Claims that free TV licences for over-75s could be means-tested have been criticised.
SDLP election candidate Margaret Ritchie hit out at suggestions the BBC could withhold the benefit from wealthier pensioners.
If pushed through, millions of over-75s could lose out.
The Sunday Times reported that supporters of the BBC, including Lord Bragg and Lord Puttnam, urged the BBC to means-test the perk, worth £147 a year.
The corporation is due to take over responsibility from the Government in 2020 for funding free licences.
Some within the BBC believe Theresa May's decision to means-test winter fuel payments has set a standard for cuts to pensioner benefits.

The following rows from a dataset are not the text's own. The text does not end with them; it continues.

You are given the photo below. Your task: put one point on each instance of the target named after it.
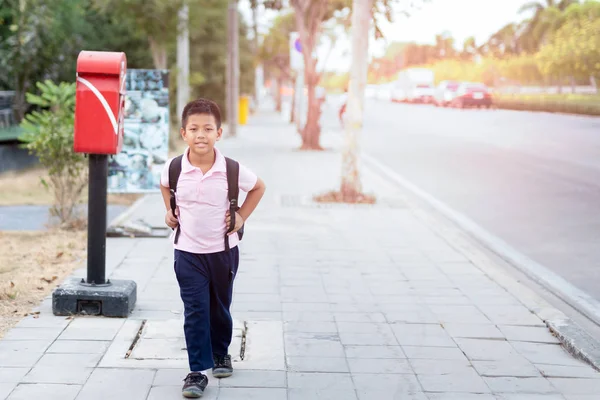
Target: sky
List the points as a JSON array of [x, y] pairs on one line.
[[461, 18]]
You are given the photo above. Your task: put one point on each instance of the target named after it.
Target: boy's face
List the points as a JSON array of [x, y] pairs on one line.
[[201, 133]]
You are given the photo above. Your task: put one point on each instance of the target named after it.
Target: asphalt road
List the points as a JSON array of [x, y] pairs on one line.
[[531, 179]]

But the proposals have been criticised by South Down candidate Ms Ritchie.
She said: "The SDLP has been warning that part of Theresa's May rationale for calling this election is to free herself from the commitment not to make further welfare cuts 'in this parliament'.
"The next parliament is not 2020: it is now. Her plans to cut the winter fuel payment sets a precedent, as we see with reports that the BBC may begin to means-test free TV licences for the over-75s.
"Many over-75s rely on the free TV licence. Particularly for those with mobility or health problems who spend a lot of their time at home, television can provide a much needed link to local news, entertainment and popular culture.
"The control over free TV licences will transfer to the BBC in 2020, which itself was a cynical move by the Tories to free themselves of funding this benefit for pensioners.
"If re-elected as MP for South Down, I will take my seat and look at options to amend the Digital Economy Act to ensure our pensioners are not subject to a means-test and the associated administrative burdens this entails."
The BBC said: "As part of the licence fee agreement with the Government - which they have confirmed still stands - the BBC will take on responsibility for over-75s.
"The Digital Economy Act transfers control over free TV licences to the BBC in June 2020. As we have said many times before, the BBC has no plans to make any changes to the current over-75s policy."
Currently, one in six households - around 4.36 million - receives a free TV licence because someone is aged over 75, regardless of income. It cost the taxpayer £622m in 2015/16 - almost as much as the entire cost of national and local BBC radio.